I also have implemented bus master devices based
on the Spartan 2 + Xilinx PCI core and wrote the
associated Linux driver.
My observations of interrupt latency using
a similar setup to what you describe showed
50usec is common but rare events on
the order of milliseconds are possible.
You are probably correct that the
problem as a poorly behaved driver.
If you have complete control over every system
your device is installed in, you can
find and eliminate any device that
causes high interrupt latency.
If you don't have that control, your hardware
needs to tolerate interrupt latency of
that magnitude.
You describe an implementation with a single
DMA buffer. You could switch to multiple
buffers (ring structure or 2 alternating buffers)
with an interrupt triggered after each
buffer is exhausted (I use a ring of buffers).
The remaining buffers allow the transfer to
continue while waiting for ISR execution.
Or, more crudely, trigger the interrupt when
the single buffer reaches some low water mark
and poll in the ISR for actual completion.
--
Paul Fulghum
Microgate Systems, Ltd.
Burkhard Sch?lpen wrote:
> Hello,
>
> I'm writing a driver for a custom pci card with an FPGA
> (Xilinx Spartan 2 (XC2S150-6) with PCI 32 LogiCore),
> which can act as a pci bus master. The device is designed
> to do DMA transfers with high bandwidth. One task is to
> send image data to a printer which already works quite
> well, but sometimes there are randomly occuring
> problems concerning the timing between two DMA
> transfers. The issue seems to be something like interrupt
> latency in hardware. Measuring some signals with an
> oscilloscope shows, that the delay from generating the
> interrupt, which signals a finished transfer, to the time
> when the interrupt register on the card is reset (i.e. the
> beginning of the ISR) sometimes increases to more
> than 500 microseconds, which is dimensions too high.
Most likely some driver is disabling interrupts for that period, which
is really longer than it should be. However, if your card/driver require
such tight interrupt latency to function correctly, that seems too
fragile and may not be reliable.
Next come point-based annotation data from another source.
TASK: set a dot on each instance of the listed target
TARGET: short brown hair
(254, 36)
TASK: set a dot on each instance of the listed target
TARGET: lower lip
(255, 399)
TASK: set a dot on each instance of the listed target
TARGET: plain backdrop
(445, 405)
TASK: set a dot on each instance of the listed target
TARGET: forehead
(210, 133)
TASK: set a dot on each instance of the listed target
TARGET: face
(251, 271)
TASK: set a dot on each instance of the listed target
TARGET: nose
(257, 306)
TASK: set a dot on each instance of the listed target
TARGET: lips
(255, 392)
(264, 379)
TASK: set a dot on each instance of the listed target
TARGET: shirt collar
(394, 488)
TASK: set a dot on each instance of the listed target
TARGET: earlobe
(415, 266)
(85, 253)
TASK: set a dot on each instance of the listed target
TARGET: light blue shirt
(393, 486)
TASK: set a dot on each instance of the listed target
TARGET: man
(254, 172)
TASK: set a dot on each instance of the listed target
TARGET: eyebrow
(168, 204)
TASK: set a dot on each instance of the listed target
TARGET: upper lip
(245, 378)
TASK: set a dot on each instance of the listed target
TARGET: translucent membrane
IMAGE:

Some kind of ringbuffer arrangement
would likely work better, so that the interrupt does not have to be
serviced so soon.
--
Robert Hancock Saskatoon, SK, Canada
To email, remove "nospam" from [email protected]
Home Page: http://www.roberthancock.com/
On Tue, 2006-01-10 at 17:59 -0600, Robert Hancock wrote:
> Most likely some driver is disabling interrupts for that period, which
> is really longer than it should be. However, if your card/driver require
> such tight interrupt latency to function correctly, that seems too
> fragile and may not be reliable. Some kind of ringbuffer arrangement
> would likely work better, so that the interrupt does not have to be
> serviced so soon.
>
You can easily tell if this is the case by applying these patches:
http://people.redhat.com/mingo/latency-tracing-patches/latency-tracing-patches-2.6.15-rc7.tar.gz
It says -rc7 but they apply cleanly and work with 2.6.15 final.